Personally, I prefer that every province has a different color. Finally, we can make the provinces ordered based on the population. To do this, we use reorder within the aes() function.

If we want to order the provinces from high to low, we can do that by giving the x argument: reorder(Region, +Population). This indicates that we want the regions from high to low based on the population variables. The +Population means from high to low, but we could’ve also ordered from low to high by using -Population. If we use reorder(Region, +Population), it will look like this:

ggplot(data = Netherlands, aes(x = reorder(Region, +Population), y = Population, fill = Region)) +
  geom_bar(stat = "identity") + 
  coord_flip() + 
  scale_y_continuous(labels = comma)

11.2.5 Themes

Within ggplot, we can choose several themes. For example, we can use the default theme with a gray grid background, but we can also choose other options. To add a theme, you can simply add another theme layer with the + sign.
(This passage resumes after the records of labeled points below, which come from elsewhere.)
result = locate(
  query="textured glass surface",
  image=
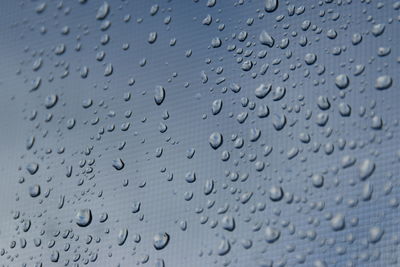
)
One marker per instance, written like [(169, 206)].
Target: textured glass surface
[(199, 133)]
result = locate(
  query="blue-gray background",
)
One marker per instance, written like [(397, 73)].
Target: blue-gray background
[(188, 101)]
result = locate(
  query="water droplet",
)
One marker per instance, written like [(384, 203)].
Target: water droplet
[(160, 240), (83, 217)]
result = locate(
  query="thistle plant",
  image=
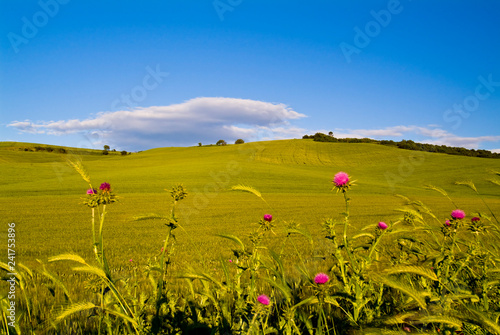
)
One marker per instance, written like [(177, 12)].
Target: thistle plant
[(110, 310)]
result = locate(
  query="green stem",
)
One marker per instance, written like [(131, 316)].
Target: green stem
[(346, 223)]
For example, if we don’t want a gray background, we can use theme_classic(). If we use theme_classic() for the previous example, it will look like this:

ggplot(data = Netherlands, aes(x = reorder(Region, +Population), y = Population, fill = Region)) +
  geom_bar(stat = "identity") + 
  coord_flip() + 
  scale_y_continuous(labels = comma) +
  theme_classic()

Now we have a white background instead of a gray one.

Besides theme_bw(), there are also other themes we can choose from such as theme_minimal(), theme_classic(), theme_gray() and theme_light(). You should try out different themes and choose the one that fits your style and visualization.